Sammlung der Entscheidungen des Schweizerischen Bundesgerichts
Collection des arrêts du Tribunal fédéral suisse
Raccolta delle decisioni del Tribunale federale svizzero

Sozialrechtliche Abteilungen B 29/2004
Zurück zum Index Sozialrechtliche Abteilungen 2004
Retour à l'indice Sozialrechtliche Abteilungen 2004


B 29/04

Urteil vom 31. Januar 2005

I. Kammer

Präsident Borella, Bundesrichterin Leuzinger, Bundesrichter Ferrari, Ursprung
und Frésard; Gerichtsschreiberin Schüpfer

Bundesamt für Sozialversicherung, Effingerstrasse 20, 3003 Bern,
Beschwerdeführer,

gegen

Rentenanstalt Swiss Life BVG-Sammelstiftung, General Guisan-Quai 40, 8002
Zürich, Beschwerdegegnerin,

betreffend W.________, 1939

Sozialversicherungsgericht des Kantons Zürich, Winterthur

(Entscheid vom 18. Februar 2004)

Sachverhalt:

A.
W. ________, geboren am 27. März 1939, arbeitete bei der Firma X.________ AG
und war bei der Rentenanstalt Swiss Life BVG-Sammelstiftung (neu:
Sammelstiftung berufliche Vorsorge Swiss Life, nachfolgend: Swiss Life)
versichert. Am 10. April 1999 ersuchten er und seine Ehefrau mittels
vorgedrucktem Formular um Auszahlung der Altersleistung in Kapitalform. Der
Versicherte liess der Vorsorgeeinrichtung mit Schreiben vom 13. Mai 2003
mitteilen, dass er die Auszahlungsvereinbarung zu stornieren wünsche und
stattdessen ab 1. April 2004 eine Altersrente beziehen möchte. Die Swiss Life
erklärte ihm in der Folge am 23. Mai 2003, dass die Kapitaloption höchstens
bis drei Jahre vor Erreichen des Rücktrittalters schriftlich hätte widerrufen
werden können. Seinem Gesuch könne demnach nicht entsprochen werden.

B.
Am 26. September 2003 reichte W.________ beim Sozialversicherungsgericht des
Kantons Zürich Beschwerde (recte: Klage) gegen die Swiss Life ein und
ersuchte sinngemäss darum, diese sei zu verpflichten, ihm anstelle einer
Kapitalauszahlung eine Altersrente auszurichten. Mit Entscheid vom 18.
Februar 2004 wies das Sozialversicherungsgericht die Klage ab.

C.
Das Bundesamt für Sozialversicherung führt dagegen
Verwaltungsgerichtsbeschwerde und stellt die Rechtsbegehren, die
BVG-Sammelstiftung der Rentenanstalt Swiss Life sei in Aufhebung des
Entscheides des Sozialversicherungsgerichts des Kantons Zürich zu
verpflichten, W.________ ab 1. April 2004 die Altersleistungen in Form einer
Rente auszurichten. Eventualiter sei sie zu verpflichten, dem Versicherten
die Altersleistungen im obligatorischen Bereich in Form einer Rente und im
überobligatorischen Bereich der beruflichen Vorsorge in Kapitalform
auszurichten.

Die Swiss Life beantragt Abweisung der Verwaltungsgerichtsbeschwerde, während
W.________ auf deren Gutheissung schliesst.

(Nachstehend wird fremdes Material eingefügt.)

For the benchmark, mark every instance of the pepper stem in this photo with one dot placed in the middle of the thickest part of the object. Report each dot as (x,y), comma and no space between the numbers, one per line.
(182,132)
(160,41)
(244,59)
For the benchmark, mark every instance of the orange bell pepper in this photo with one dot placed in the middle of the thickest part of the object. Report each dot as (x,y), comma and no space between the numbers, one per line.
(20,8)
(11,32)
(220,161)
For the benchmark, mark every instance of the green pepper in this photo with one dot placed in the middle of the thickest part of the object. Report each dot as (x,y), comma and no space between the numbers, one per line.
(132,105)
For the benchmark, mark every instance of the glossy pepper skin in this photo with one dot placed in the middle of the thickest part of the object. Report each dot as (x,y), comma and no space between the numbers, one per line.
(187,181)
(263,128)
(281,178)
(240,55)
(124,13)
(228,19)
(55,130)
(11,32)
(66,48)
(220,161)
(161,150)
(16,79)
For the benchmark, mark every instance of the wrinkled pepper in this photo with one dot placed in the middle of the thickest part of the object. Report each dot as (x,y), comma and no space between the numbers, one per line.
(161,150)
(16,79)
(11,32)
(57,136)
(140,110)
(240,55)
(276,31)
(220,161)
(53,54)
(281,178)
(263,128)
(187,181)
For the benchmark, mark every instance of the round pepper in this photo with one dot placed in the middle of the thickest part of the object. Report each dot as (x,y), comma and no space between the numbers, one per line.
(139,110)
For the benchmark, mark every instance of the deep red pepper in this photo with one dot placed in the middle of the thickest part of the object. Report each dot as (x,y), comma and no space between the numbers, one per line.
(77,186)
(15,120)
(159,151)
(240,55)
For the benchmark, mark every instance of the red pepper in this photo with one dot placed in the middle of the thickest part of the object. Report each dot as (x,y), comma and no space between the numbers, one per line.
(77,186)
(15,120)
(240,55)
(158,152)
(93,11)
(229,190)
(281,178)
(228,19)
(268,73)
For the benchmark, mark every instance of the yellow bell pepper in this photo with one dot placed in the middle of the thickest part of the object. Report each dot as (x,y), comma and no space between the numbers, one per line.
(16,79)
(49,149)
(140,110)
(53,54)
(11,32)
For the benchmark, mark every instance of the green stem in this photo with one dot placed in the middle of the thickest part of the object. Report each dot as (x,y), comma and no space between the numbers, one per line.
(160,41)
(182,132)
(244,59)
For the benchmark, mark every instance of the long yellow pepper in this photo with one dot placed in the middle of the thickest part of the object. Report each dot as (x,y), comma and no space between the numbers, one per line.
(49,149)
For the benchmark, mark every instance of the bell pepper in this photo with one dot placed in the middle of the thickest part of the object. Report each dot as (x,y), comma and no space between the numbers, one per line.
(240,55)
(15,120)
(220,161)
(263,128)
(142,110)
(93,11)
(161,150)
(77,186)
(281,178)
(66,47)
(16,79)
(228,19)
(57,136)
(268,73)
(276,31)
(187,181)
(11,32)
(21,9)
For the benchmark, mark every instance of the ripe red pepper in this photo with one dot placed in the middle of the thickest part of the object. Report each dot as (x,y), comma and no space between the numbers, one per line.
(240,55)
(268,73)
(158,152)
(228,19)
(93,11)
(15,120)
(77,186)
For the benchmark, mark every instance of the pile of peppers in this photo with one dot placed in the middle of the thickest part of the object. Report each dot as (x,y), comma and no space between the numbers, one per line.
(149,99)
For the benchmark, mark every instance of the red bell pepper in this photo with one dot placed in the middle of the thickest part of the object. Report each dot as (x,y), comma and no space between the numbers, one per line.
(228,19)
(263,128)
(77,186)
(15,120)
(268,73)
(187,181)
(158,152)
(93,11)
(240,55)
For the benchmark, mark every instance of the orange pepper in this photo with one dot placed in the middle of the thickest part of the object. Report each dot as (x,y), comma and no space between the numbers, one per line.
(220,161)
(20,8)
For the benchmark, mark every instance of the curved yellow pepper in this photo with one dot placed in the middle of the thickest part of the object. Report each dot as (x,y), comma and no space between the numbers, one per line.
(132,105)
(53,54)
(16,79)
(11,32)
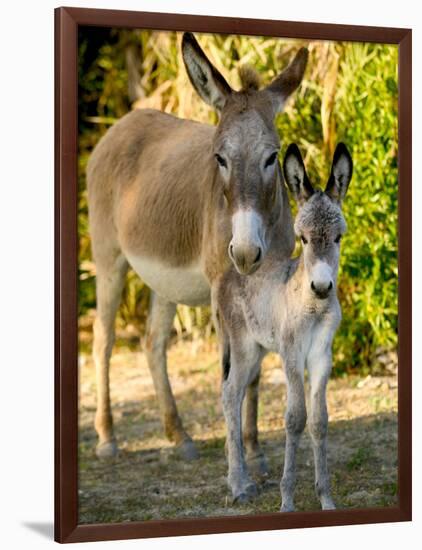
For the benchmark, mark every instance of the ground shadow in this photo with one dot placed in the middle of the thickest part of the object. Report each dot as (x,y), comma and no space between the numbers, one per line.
(154,483)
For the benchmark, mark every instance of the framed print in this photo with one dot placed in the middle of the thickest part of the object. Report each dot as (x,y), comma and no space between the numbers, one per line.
(233,274)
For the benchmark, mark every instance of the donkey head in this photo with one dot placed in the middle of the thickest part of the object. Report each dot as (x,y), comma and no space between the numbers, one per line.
(245,148)
(319,222)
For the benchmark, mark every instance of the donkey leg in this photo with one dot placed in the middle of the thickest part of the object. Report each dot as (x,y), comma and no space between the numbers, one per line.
(109,284)
(255,457)
(160,322)
(318,426)
(295,424)
(237,369)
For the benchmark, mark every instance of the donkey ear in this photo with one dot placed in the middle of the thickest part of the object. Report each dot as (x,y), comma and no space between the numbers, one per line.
(205,78)
(341,174)
(295,175)
(287,82)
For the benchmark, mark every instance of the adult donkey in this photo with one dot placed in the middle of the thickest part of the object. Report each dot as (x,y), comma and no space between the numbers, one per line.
(176,200)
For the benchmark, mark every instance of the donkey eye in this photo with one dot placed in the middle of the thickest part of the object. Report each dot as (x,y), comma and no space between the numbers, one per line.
(221,161)
(271,160)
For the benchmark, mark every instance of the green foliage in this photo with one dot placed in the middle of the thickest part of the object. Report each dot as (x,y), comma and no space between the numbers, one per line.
(349,94)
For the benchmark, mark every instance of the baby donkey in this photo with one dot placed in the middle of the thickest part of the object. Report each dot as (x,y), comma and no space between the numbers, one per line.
(290,307)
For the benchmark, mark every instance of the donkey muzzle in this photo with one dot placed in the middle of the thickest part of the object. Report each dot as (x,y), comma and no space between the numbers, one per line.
(321,290)
(246,259)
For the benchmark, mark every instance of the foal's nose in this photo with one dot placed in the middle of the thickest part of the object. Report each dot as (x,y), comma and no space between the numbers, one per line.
(321,289)
(245,258)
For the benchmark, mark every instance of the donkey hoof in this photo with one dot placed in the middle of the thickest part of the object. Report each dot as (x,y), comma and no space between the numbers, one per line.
(108,449)
(187,450)
(258,465)
(249,493)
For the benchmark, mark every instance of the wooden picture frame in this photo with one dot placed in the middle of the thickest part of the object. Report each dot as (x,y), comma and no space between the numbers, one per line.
(67,21)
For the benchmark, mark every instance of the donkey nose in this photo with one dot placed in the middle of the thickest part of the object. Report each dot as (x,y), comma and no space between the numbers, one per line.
(321,289)
(245,258)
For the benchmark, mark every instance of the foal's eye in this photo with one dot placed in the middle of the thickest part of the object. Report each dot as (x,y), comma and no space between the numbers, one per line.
(221,161)
(271,159)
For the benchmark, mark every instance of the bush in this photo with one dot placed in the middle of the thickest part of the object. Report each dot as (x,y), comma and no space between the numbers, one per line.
(349,94)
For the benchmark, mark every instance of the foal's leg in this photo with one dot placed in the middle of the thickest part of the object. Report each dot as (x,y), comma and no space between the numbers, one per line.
(238,370)
(109,282)
(160,323)
(254,454)
(295,423)
(319,366)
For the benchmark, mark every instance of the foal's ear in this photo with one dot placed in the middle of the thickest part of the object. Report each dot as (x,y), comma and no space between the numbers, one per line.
(205,78)
(295,174)
(341,174)
(287,82)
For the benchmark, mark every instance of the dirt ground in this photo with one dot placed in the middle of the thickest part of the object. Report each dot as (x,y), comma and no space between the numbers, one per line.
(147,480)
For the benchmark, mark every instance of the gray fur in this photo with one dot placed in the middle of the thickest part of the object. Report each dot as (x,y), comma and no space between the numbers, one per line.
(280,309)
(159,201)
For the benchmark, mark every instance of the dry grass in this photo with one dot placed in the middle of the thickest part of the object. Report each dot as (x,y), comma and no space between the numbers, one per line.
(148,481)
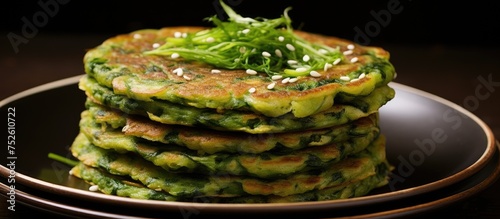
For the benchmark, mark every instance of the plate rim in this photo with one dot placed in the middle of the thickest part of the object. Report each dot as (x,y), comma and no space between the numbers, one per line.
(330,204)
(59,208)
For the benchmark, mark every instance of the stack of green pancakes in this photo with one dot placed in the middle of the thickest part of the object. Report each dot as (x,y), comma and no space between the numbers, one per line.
(166,127)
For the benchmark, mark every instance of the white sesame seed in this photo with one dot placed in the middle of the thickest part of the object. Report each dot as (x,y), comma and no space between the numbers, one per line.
(178,71)
(94,188)
(271,85)
(306,58)
(251,72)
(345,78)
(323,51)
(347,52)
(327,66)
(278,53)
(210,40)
(314,74)
(301,69)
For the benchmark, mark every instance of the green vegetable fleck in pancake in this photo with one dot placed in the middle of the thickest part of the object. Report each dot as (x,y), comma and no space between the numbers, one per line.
(351,169)
(168,113)
(263,165)
(115,185)
(138,66)
(210,141)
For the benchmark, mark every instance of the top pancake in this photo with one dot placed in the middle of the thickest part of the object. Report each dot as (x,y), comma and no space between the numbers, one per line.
(120,63)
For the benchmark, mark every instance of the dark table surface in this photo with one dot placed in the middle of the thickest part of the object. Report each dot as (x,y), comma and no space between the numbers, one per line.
(451,72)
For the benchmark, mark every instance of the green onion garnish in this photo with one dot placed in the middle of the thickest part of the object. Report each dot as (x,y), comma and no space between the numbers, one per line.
(256,45)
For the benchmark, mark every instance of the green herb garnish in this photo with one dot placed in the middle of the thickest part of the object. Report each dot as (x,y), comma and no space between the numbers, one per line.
(257,45)
(62,159)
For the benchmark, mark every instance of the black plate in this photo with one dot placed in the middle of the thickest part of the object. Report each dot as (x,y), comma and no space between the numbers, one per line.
(432,142)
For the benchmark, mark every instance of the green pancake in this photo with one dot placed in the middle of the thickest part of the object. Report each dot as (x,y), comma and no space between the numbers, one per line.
(263,165)
(119,186)
(120,64)
(210,141)
(352,169)
(169,113)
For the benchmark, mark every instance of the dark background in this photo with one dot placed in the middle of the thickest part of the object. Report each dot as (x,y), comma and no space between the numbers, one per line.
(409,21)
(442,47)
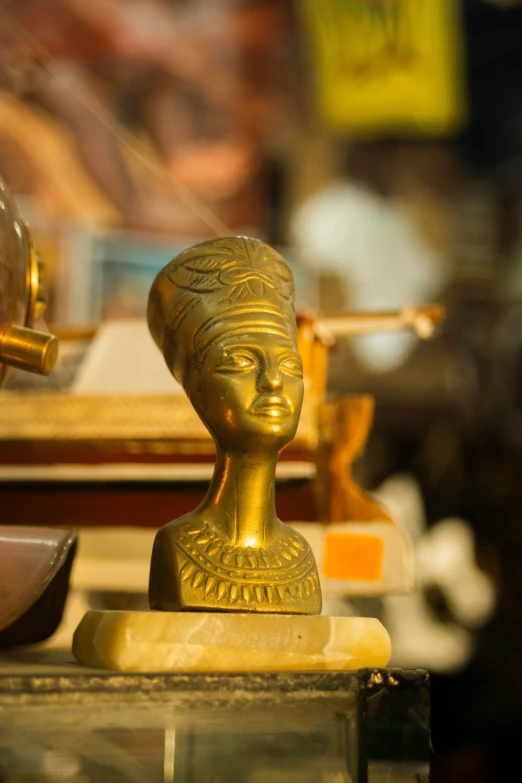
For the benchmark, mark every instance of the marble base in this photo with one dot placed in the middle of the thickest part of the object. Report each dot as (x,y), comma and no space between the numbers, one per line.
(223,642)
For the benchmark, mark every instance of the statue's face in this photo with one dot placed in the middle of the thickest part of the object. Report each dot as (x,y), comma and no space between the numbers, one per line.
(251,390)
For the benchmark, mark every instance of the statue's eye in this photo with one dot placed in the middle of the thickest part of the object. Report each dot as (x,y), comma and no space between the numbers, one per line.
(292,364)
(239,361)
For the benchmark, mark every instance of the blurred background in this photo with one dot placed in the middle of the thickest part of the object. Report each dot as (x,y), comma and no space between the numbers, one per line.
(379,144)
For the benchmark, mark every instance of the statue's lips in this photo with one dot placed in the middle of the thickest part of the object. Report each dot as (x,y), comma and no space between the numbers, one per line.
(272,407)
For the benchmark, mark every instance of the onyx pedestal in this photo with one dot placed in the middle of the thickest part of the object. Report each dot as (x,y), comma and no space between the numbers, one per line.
(70,723)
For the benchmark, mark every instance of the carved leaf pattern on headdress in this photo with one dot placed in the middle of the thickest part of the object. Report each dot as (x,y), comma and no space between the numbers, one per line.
(251,270)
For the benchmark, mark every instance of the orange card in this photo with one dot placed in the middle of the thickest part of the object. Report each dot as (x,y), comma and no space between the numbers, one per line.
(353,556)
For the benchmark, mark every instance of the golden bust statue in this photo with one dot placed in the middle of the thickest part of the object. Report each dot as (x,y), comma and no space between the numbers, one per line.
(222,314)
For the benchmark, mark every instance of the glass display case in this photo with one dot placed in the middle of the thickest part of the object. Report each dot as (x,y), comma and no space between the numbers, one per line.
(68,723)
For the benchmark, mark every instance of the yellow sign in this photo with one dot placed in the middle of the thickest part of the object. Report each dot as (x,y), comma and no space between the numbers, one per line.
(387,65)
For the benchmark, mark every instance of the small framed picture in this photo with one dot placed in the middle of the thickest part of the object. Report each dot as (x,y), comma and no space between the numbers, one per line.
(107,275)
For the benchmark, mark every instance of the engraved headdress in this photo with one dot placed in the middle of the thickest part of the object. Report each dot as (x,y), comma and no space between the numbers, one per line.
(222,285)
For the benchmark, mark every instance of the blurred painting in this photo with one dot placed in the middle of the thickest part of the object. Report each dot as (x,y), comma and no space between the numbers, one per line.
(149,115)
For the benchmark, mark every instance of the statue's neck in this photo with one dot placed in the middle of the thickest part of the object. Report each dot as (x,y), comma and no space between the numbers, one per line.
(242,495)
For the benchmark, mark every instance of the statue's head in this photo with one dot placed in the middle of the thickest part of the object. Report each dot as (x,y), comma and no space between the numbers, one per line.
(222,314)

Das Eidg. Versicherungsgericht zieht in Erwägung:

1.
Gemäss Art. 37 BVG werden Alters-, Hinterlassenen- und Invalidenleistungen in
der Regel als Rente ausgerichtet (Abs. 1). Indessen kann die
Vorsorgeeinrichtung anstelle der Rente eine Kapitalabfindung ausrichten, wenn
die betragliche Höhe der Rente einen gesetzlich definierten Minimalwert nicht
erreicht (Abs. 2). Schliesslich können die reglementarischen Bestimmungen
vorsehen, dass der Anspruchsberechtigte anstelle einer Alters-, Witwen- oder
Invalidenrente eine Kapitalabfindung verlangen kann. Für die Altersleistung
hat der Versicherte die entsprechende Erklärung spätestens drei Jahre vor
Entstehung des Anspruches abzugeben (Abs. 3).

Gegenstand des Prozesses bildet die Frage, ob die innert der dreijährigen
Frist gemäss Art. 37 Abs. 3 BVG abgegebene Kapitaloption nach Ablauf dieser
Frist rechtsgültig widerrufen werden kann.

2.
2.1 Der Umfang der Überprüfungsbefugnis des Eidgenössischen
Versicherungsgerichts ergibt sich in erster Linie aus Art. 132 in Verbindung
mit Art. 104 und Art. 105 OG und richtet sich danach, ob der Streit
Versicherungsleistungen oder anderes betrifft. Sind keine
Versicherungsleistungen streitig, hat das Eidgenössische Versicherungsgericht
nur zu prüfen, ob das vorinstanzliche Gericht Bundesrecht verletzt hat,
einschliesslich Überschreitung oder Missbrauch des Ermessens, oder ob der
rechtserhebliche Sachverhalt offensichtlich unrichtig, unvollständig oder
unter Verletzung wesentlicher Verfahrensbestimmungen festgestellt worden ist
(Art. 132 in Verbindung mit Art. 104 lit. a und b).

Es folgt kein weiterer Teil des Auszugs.